Code-level diff summary¶
- Storage prepare-db copy polling now reads copy metadata from one
prefixed
list_blobs(..., include=["copy"])call per poll sweep instead of issuingget_blob_properties()for every staged blob. Cancel now uses the same listed copy metadata to avoid another per-blob status roundtrip. - ACR monitoring caps the run history scan with
ACR_RUNS_LIST_LIMIT(default100) so long-lived registries do not make dashboard refreshes proportional to all historical runs. - Health and ARM discovery avoid full subscription/RG sweeps on hot diagnostics.

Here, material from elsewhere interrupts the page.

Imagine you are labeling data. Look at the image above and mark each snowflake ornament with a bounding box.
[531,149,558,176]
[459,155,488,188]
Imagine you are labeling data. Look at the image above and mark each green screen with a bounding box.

Health caps resource-group enumeration at two rows, while storage/ACR discovery routes cache same-RG responses for 60 seconds.
- Auth validation caches JWKS clients for 12 hours by default
(
AUTH_JWKS_TTL_SECONDS) while keeping the existing short-lived validated claims cache. - Celery runtime increases default worker concurrency, makes prefetch env-tunable with a default of four, and staggers the formerly aligned beat reconcilers to reduce queue starvation.
- Storage downloads raise the default sidecar streaming semaphore from 4
to 8 concurrent transfers (
STORAGE_STREAM_MAX_CONCURRENCY) and extend the acquire timeout to 60 seconds. - Frontend polling/rendering disables production sourcemaps by default, adds bounded token-refresh backoff, stops warmup orchestration polling after terminal states, pauses timer-driven re-renders in hidden tabs, and uses stable keys for BLAST hit/alignment rows. Mock sidecar log generation also pauses in hidden tabs, OpenAPI prefetch failures are debug-visible in development, and mobile light-theme glass blur is reduced.
- Azure Container Apps
sidecars now allocate 1 vCPU to API and worker containers and protect the
Redis sidecar with
maxmemoryand an LRU eviction policy. - Frontend nginx enables gzip for JavaScript, CSS, JSON, text, SVG, and WASM assets.
- CI keys the uv cache explicitly on
uv.lock.
API / IaC diff¶
- No API route or response schema changes.
infra/modules/containerAppControl.bicepchanges API/worker CPU allocation and Redis command-line arguments.web/nginx.confenables gzip compression inside the frontend sidecar.
Validation evidence¶
uv run pytest -q api/tests— 1371 passed.uv run ruff checkon all touched Python files — clean.cd web && npm run build— passed, production bundle emitted without sourcemap artifacts by default.az bicep build --file infra/main.bicep --stdout >/tmp/elb-main-bicep-build.json— passed with only the Azure CLI Bicep version-upgrade warning.azd provision --preview— passed in 25 seconds, no deployment applied. The preview also surfaced unrelated existing drift: the current template would change Key VaultpublicNetworkAccessfromDisabledtoenabledwith permissive network ACLs. That drift is outside this performance batch and should be reviewed before any provisioning run.